El Papa urge a los católicos a despojarse de vanidad, ambición y orgullo

El pontífice hizo esta reflexión en un discurso que pronunció durante un encuentro con pobres en la "sala de la desnudez" del obispado de Asís, la localidad italiana del santo que le inspiró su ...
El papa Francisco durante su visita al monasterio de San Damián cerca de Asís, Italia.
El papa Francisco durante su visita al monasterio de San Damián cerca de Asís, Italia. (EFE)

Ciudad del Vaticano

El Papa Francisco urgió hoy a todos los católicos a despojarse de la vanidad, del orgullo y de la idolatría del dinero, los cuales -dijo- son "el peligro mayor para la Iglesia y el hombre".

Jorge Mario Bergoglio hizo esta reflexión en un discurso que pronunció durante un encuentro con pobres en la "sala de la desnudez" del obispado de Asís, la localidad italiana del santo que le inspiró su nombre papal y que visitó este viernes.

"El cristiano no puede convivir con el espíritu del mundo, la mundanidad que nos lleva a la vanidad, a la prepotencia, al orgullo", advirtió.

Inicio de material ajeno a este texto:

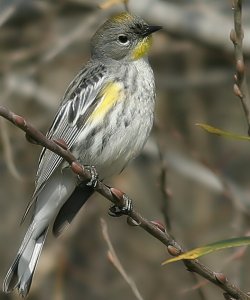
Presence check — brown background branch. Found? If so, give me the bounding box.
[0,106,250,300]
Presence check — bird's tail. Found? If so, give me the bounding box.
[3,224,48,297]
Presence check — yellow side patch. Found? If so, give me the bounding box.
[132,36,152,60]
[89,82,122,121]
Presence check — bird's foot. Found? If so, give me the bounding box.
[84,165,98,188]
[109,194,133,217]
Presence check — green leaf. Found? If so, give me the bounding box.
[162,237,250,265]
[196,123,250,141]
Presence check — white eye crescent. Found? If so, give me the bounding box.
[118,34,129,45]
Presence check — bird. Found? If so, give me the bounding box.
[3,12,162,297]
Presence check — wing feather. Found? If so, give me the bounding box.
[22,63,106,221]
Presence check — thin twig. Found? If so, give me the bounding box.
[0,119,23,181]
[230,0,250,135]
[0,106,250,300]
[101,219,143,300]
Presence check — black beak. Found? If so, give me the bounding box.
[142,25,162,37]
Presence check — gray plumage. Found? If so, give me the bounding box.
[3,13,160,296]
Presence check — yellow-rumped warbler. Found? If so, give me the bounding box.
[3,13,161,296]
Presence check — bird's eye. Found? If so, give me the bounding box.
[118,34,129,45]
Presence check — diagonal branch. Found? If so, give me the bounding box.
[0,106,250,300]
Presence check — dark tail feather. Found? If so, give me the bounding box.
[53,185,94,237]
[3,228,48,297]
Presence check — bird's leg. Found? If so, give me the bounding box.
[109,194,133,217]
[84,165,98,188]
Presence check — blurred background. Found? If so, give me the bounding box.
[0,0,250,300]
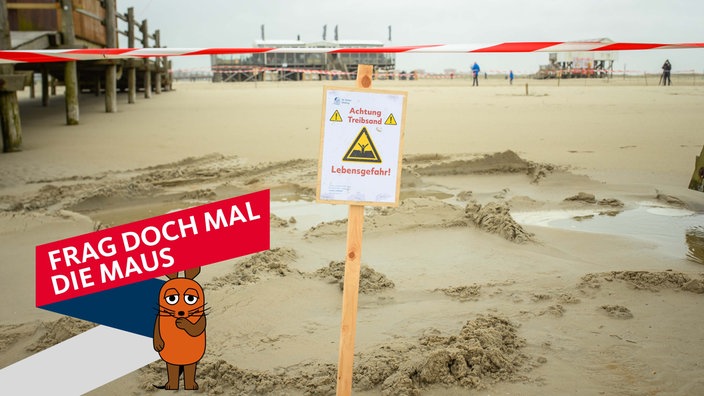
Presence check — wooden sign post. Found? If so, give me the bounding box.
[317,65,406,395]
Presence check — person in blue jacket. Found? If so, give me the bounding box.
[472,62,481,87]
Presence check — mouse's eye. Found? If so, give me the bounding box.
[183,294,198,305]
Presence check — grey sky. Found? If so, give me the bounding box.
[117,0,704,73]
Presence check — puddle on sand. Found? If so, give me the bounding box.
[511,202,704,263]
[270,201,349,230]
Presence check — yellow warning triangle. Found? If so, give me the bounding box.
[384,114,396,125]
[330,110,342,122]
[342,127,381,163]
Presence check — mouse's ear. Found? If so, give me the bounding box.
[185,267,200,279]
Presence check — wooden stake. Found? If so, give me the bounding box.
[337,65,373,396]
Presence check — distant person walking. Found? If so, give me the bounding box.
[662,59,672,85]
[472,62,481,87]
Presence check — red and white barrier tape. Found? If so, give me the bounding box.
[0,41,704,63]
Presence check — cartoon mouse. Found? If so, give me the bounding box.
[154,268,205,390]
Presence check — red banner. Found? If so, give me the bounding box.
[36,190,270,307]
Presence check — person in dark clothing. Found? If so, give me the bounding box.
[472,62,481,87]
[662,59,672,85]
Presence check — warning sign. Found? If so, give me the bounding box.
[316,87,407,206]
[384,114,396,125]
[342,127,381,163]
[330,110,342,122]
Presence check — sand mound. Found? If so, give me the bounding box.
[364,315,528,395]
[685,226,704,264]
[579,271,704,293]
[139,315,529,395]
[435,285,481,301]
[204,248,297,290]
[465,202,533,243]
[315,261,395,294]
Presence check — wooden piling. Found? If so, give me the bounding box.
[154,29,163,95]
[61,0,80,125]
[0,0,22,153]
[142,19,152,99]
[42,65,49,107]
[103,0,117,113]
[127,7,137,103]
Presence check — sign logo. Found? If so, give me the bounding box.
[384,114,396,125]
[342,127,381,163]
[330,110,342,122]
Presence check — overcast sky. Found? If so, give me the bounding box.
[117,0,704,73]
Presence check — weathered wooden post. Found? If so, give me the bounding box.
[0,0,24,153]
[142,19,152,99]
[154,29,163,95]
[104,0,117,113]
[61,0,79,125]
[127,7,137,103]
[42,65,49,107]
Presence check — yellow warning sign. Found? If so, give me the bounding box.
[330,110,342,122]
[384,114,397,125]
[342,127,381,163]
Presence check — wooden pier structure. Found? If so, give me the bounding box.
[0,0,172,152]
[210,40,396,82]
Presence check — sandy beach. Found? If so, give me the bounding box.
[0,76,704,395]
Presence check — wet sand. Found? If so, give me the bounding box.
[0,79,704,395]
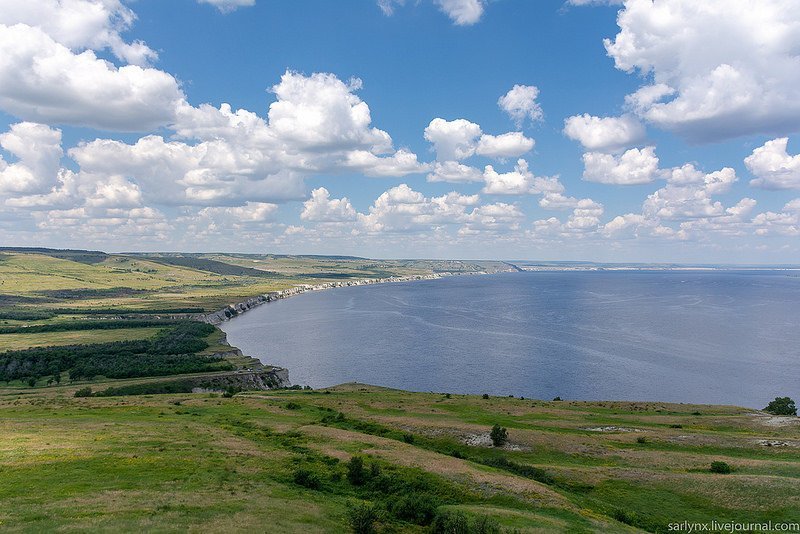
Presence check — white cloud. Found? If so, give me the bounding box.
[483,159,564,195]
[0,122,63,195]
[583,146,658,185]
[642,167,736,220]
[425,118,534,162]
[434,0,485,26]
[497,85,544,128]
[300,187,356,222]
[51,72,430,206]
[198,0,256,13]
[424,118,481,161]
[0,24,183,131]
[358,184,480,234]
[458,202,525,236]
[269,71,392,154]
[377,0,405,17]
[744,137,800,189]
[564,113,644,152]
[428,161,483,183]
[475,132,534,158]
[605,0,800,141]
[0,0,157,66]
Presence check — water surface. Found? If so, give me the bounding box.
[222,271,800,408]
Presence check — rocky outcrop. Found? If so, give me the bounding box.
[195,272,488,325]
[189,367,291,391]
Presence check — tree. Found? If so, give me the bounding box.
[347,502,378,534]
[347,456,367,486]
[764,397,797,415]
[489,425,508,447]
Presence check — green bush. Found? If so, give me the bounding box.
[347,502,378,534]
[431,510,472,534]
[347,456,367,486]
[391,493,439,525]
[489,425,508,447]
[711,462,733,475]
[764,397,797,415]
[294,467,322,489]
[431,510,500,534]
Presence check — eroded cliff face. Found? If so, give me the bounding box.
[196,273,486,325]
[191,367,291,391]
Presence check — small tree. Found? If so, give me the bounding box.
[489,425,508,447]
[764,397,797,415]
[711,462,733,475]
[347,502,378,534]
[347,456,367,486]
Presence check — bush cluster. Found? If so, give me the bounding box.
[0,321,225,383]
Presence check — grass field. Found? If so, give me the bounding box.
[0,385,800,532]
[0,328,162,352]
[0,249,800,534]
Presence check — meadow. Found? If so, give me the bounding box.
[0,381,800,532]
[0,249,800,533]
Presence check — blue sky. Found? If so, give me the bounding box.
[0,0,800,263]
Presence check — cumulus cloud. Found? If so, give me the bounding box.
[198,0,256,13]
[564,113,644,152]
[475,132,534,158]
[433,0,486,26]
[642,167,736,220]
[752,198,800,237]
[300,187,356,222]
[424,118,534,162]
[497,85,544,128]
[427,161,483,183]
[483,159,564,195]
[0,24,184,131]
[583,146,658,185]
[744,137,800,189]
[51,72,429,206]
[605,0,800,141]
[358,184,480,233]
[0,122,63,196]
[424,118,481,161]
[0,0,158,66]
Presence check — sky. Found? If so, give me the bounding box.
[0,0,800,264]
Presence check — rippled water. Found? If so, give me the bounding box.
[223,271,800,407]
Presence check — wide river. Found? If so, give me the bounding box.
[222,271,800,408]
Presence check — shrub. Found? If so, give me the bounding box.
[764,397,797,415]
[472,515,500,534]
[432,510,500,534]
[347,456,367,486]
[294,467,322,489]
[347,502,378,534]
[711,462,733,475]
[391,493,439,525]
[489,425,508,447]
[432,510,470,534]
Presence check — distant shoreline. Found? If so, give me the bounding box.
[196,268,506,326]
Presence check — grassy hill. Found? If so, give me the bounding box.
[0,384,800,532]
[0,249,800,534]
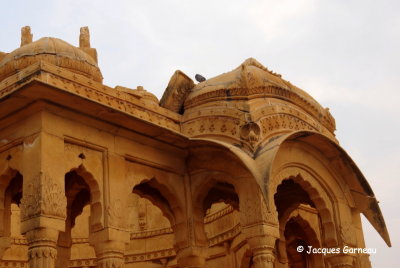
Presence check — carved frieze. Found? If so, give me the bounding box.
[21,173,67,220]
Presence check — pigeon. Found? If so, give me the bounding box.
[194,74,206,83]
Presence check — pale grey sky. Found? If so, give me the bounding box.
[0,0,400,268]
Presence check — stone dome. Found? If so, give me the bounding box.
[184,58,335,132]
[0,37,103,82]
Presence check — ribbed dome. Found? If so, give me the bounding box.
[184,58,335,132]
[0,37,103,82]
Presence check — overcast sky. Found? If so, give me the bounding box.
[0,0,400,268]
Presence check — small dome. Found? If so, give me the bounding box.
[0,37,103,82]
[184,58,335,132]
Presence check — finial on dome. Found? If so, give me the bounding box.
[21,26,33,47]
[79,26,90,48]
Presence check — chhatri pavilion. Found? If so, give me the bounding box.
[0,27,390,268]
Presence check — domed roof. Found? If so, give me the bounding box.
[0,37,103,82]
[184,58,335,131]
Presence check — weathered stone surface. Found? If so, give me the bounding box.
[0,27,390,268]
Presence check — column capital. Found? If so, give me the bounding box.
[328,255,355,268]
[26,228,58,268]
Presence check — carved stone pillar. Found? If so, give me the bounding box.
[328,255,355,268]
[20,132,67,268]
[244,224,279,268]
[176,246,205,268]
[89,228,129,268]
[26,228,58,268]
[94,241,125,268]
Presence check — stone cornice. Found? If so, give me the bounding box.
[0,62,181,133]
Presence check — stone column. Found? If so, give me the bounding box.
[173,175,208,268]
[328,255,355,268]
[243,224,279,268]
[89,228,129,268]
[20,132,67,268]
[176,246,205,268]
[26,228,58,268]
[95,241,124,268]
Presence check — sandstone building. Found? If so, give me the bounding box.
[0,27,390,268]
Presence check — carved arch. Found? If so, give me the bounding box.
[68,164,103,231]
[269,166,338,246]
[132,177,184,226]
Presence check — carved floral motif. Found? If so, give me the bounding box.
[21,173,67,220]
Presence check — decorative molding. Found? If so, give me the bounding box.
[204,206,235,224]
[21,173,67,220]
[125,248,176,263]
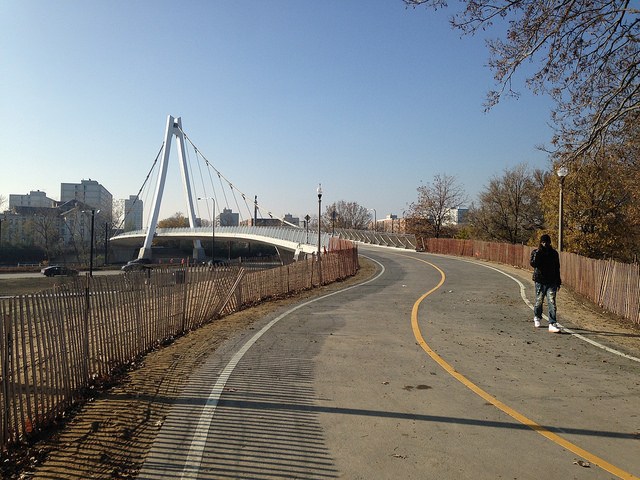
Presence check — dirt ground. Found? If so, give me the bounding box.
[2,258,640,480]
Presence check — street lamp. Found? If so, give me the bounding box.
[556,165,569,252]
[198,196,215,265]
[316,183,322,260]
[304,213,311,243]
[331,208,337,236]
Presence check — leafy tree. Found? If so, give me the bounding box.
[404,0,640,160]
[158,212,189,228]
[469,164,544,243]
[408,174,467,238]
[322,200,371,230]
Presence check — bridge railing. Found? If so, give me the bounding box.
[0,242,359,452]
[111,226,331,247]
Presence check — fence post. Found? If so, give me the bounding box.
[82,274,91,386]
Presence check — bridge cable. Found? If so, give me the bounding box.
[179,127,302,228]
[194,144,219,223]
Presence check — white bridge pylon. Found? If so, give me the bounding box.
[138,115,204,260]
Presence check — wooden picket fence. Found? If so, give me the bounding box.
[0,246,359,452]
[419,238,640,325]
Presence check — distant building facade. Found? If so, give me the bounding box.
[9,190,58,209]
[124,195,144,232]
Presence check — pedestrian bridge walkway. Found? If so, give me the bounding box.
[110,226,331,258]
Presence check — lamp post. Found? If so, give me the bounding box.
[198,196,215,265]
[556,165,569,252]
[82,208,100,277]
[316,183,322,260]
[331,208,337,237]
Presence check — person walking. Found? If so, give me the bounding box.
[529,233,562,333]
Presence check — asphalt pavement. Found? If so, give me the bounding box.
[138,247,640,479]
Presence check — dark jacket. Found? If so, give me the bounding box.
[529,247,562,287]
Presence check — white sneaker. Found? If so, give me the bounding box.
[549,323,560,333]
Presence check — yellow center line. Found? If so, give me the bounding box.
[403,255,638,480]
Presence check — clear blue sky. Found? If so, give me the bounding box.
[0,0,551,224]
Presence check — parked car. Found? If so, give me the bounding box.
[40,265,78,277]
[121,258,153,272]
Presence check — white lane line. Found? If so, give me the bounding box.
[458,259,640,363]
[180,255,385,480]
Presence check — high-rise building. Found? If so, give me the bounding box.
[124,195,144,232]
[60,179,113,222]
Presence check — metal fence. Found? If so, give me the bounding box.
[418,238,640,325]
[0,246,359,451]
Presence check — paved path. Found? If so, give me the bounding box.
[139,248,640,479]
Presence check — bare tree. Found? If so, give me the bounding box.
[409,174,467,238]
[469,164,543,243]
[25,208,60,260]
[404,0,640,161]
[322,200,371,230]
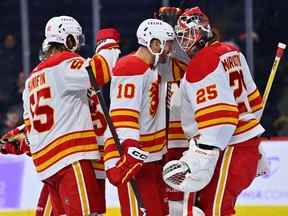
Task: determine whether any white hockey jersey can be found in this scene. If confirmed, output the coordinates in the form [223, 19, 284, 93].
[23, 51, 110, 180]
[181, 42, 264, 149]
[88, 89, 107, 179]
[166, 82, 188, 151]
[104, 55, 184, 169]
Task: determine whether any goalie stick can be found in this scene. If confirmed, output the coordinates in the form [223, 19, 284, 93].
[260, 42, 286, 115]
[86, 66, 146, 216]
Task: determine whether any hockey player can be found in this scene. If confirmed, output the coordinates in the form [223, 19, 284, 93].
[23, 16, 119, 215]
[104, 19, 174, 216]
[163, 7, 264, 216]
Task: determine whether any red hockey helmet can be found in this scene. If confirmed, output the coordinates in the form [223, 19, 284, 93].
[175, 7, 213, 52]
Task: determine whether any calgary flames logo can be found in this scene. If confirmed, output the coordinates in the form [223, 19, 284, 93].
[149, 79, 160, 117]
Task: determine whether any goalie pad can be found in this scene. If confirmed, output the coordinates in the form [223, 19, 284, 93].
[256, 144, 270, 177]
[163, 140, 219, 192]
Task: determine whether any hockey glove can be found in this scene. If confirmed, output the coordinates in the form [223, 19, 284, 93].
[0, 139, 31, 156]
[0, 125, 31, 156]
[163, 140, 219, 192]
[95, 28, 120, 53]
[107, 139, 148, 186]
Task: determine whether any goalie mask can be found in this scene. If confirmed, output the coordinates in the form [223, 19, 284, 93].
[175, 7, 213, 52]
[45, 16, 85, 51]
[137, 19, 175, 66]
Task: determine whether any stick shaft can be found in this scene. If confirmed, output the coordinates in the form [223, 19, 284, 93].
[86, 66, 146, 216]
[262, 43, 286, 112]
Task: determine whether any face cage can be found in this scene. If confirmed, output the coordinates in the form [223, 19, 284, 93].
[78, 34, 86, 47]
[175, 26, 201, 52]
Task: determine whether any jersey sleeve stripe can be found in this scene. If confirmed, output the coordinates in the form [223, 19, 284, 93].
[195, 104, 239, 129]
[92, 160, 104, 170]
[113, 121, 139, 130]
[168, 133, 187, 141]
[197, 117, 238, 129]
[248, 89, 263, 112]
[195, 111, 239, 123]
[195, 103, 239, 118]
[111, 109, 139, 119]
[142, 143, 165, 153]
[32, 130, 96, 159]
[169, 121, 181, 128]
[33, 143, 97, 172]
[104, 151, 120, 161]
[234, 119, 259, 135]
[24, 119, 31, 133]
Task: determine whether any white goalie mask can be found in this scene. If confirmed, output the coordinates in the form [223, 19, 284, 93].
[136, 19, 175, 65]
[45, 16, 85, 51]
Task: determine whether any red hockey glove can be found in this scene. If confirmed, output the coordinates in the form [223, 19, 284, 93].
[95, 28, 120, 53]
[0, 125, 31, 156]
[107, 139, 148, 186]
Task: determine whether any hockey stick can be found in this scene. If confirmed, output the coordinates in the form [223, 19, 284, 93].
[261, 42, 286, 111]
[86, 66, 146, 216]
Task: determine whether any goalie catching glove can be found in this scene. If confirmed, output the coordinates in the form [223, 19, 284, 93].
[107, 139, 148, 186]
[163, 139, 220, 192]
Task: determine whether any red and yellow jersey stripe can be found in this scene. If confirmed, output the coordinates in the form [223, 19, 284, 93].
[24, 118, 31, 133]
[248, 89, 263, 112]
[172, 58, 187, 81]
[90, 54, 111, 85]
[111, 109, 139, 130]
[32, 130, 98, 172]
[195, 103, 239, 130]
[92, 145, 105, 171]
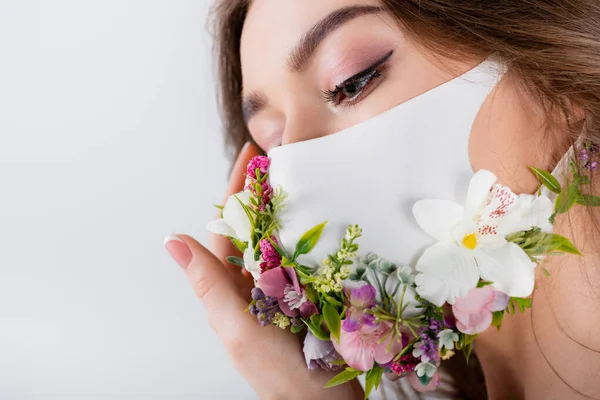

Recordó que esa sala "della spoliazione" (en italiano) san Francisco se desnudó y renunció a todas las posesiones de su padre para ponerse del lado de los pobres.

Han pasado unos 900 años desde la última vez que un Papa visita esa sala, allí Bergoglio se reunió con los indigentes que reciben ayuda de parte de la asociación Cáritas y en lugar de leer su discurso ya preparado, prefirió improvisar.

Evocó el naufragio y muerte, registrada la víspera, de más de 200 inmigrantes ilegales africanos en las costas de la isla de Lampedusa y aseguró que "hoy es un día de llanto", también por el luto nacional decretado por el gobierno italiano.

"Es la primera vez que un Papa viene aquí y en los periódicos y en los medios se entretejían fantasías: el Papa irá a desnudar a la Iglesia, desnudará a los obispos, a los cardenales, a sí mismo. Esta es una buena ocasión para hacer una invitación a la Iglesia para que se desnude", dijo.

"Pero la Iglesia somos todos y debemos ir por el camino de Jesús. El mismo nos ha dado un camino de desnudez. Se hizo siervo, servidor, quiso ser humillado en la cruz. Si nosotros queremos ser cristianos, no hay otro camino", añadió.

Consideró imposible hacer un cristianismo "más humano" sin desnudarse, de otra manera los fieles serían "cristianos de pastelería" que, como los pasteles, son muy bonitos y dulces pero no verdaderos cristianos.

"La mundanidad nos daña. Es muy triste encontrar a un cristiano mundano, convencido de esa seguridad que le da la fe y que le da el mundo", sostuvo.

"No se puede trabajar en las dos partes. La Iglesia, todos nosotros, debemos desnudarnos de la mundanidad, Lo decía Jesús mismo: no se puede servir a dos amos, o sirves a Dios o sirves al dinero", apuntó.